Plot all reconstructions.

Parameters

kwargs (dict) – Keyword arguments that are forwarded to plot_reconstruction().

Returns

ax – The axes the reconstructions were plotted in.

Return type

np.ndarray of matplotlib.axes.Axes

plot_convergence(task_ind, sub_task_ind=0, measures=None, fig_size=None, gridspec_kw=None)[source]

Plot measure values for saved iterates.

This shows the convergence behavior with respect to the measures.

Parameters
  • task_ind (int) – Index of the task.

  • sub_task_ind (int, optional) – Index of the sub-task (default 0).

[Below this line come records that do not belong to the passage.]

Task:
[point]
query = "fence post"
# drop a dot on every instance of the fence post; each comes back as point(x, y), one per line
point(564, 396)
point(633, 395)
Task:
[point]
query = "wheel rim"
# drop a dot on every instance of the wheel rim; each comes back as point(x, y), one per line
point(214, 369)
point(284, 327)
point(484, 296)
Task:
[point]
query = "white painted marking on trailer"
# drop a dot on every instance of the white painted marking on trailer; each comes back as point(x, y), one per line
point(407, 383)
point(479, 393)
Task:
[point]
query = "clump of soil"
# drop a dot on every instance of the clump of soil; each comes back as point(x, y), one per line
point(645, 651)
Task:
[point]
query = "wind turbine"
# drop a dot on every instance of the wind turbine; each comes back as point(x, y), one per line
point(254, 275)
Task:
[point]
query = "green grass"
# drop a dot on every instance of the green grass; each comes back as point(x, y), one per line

  • measures ([list of ] Measure, optional) – Measures to apply. Each measure is plotted in a subplot. If None is passed, all measures in result['measure_values'] are used.

Returns

ax – The axes the measure values were plotted in.

Return type

np.ndarray of matplotlib.axes.Axes

plot_performance(measure, reconstructors=None, test_data=None, weighted_average=False, **kwargs)[source]

Plot average measure values for different reconstructors. The values have to be computed previously, e.g. by apply_measures().

The average is computed over all rows of results with the specified test_data that store the requested measure value.

Note that for tasks with multiple sub-tasks, all of them are used when computing the average (i.e., the measure values for all hyper parameter choices are averaged).

Parameters
  • measure (Measure or str) – The measure to plot (or its short_name).

  • reconstructors (sequence of Reconstructor, optional) – The reconstructors to compare. If None (default), all reconstructors that are found in the results are compared.

  • test_data ([sequence of ] DataPairs, optional) – Test data to take into account for computing the mean value. By default, all test data is used.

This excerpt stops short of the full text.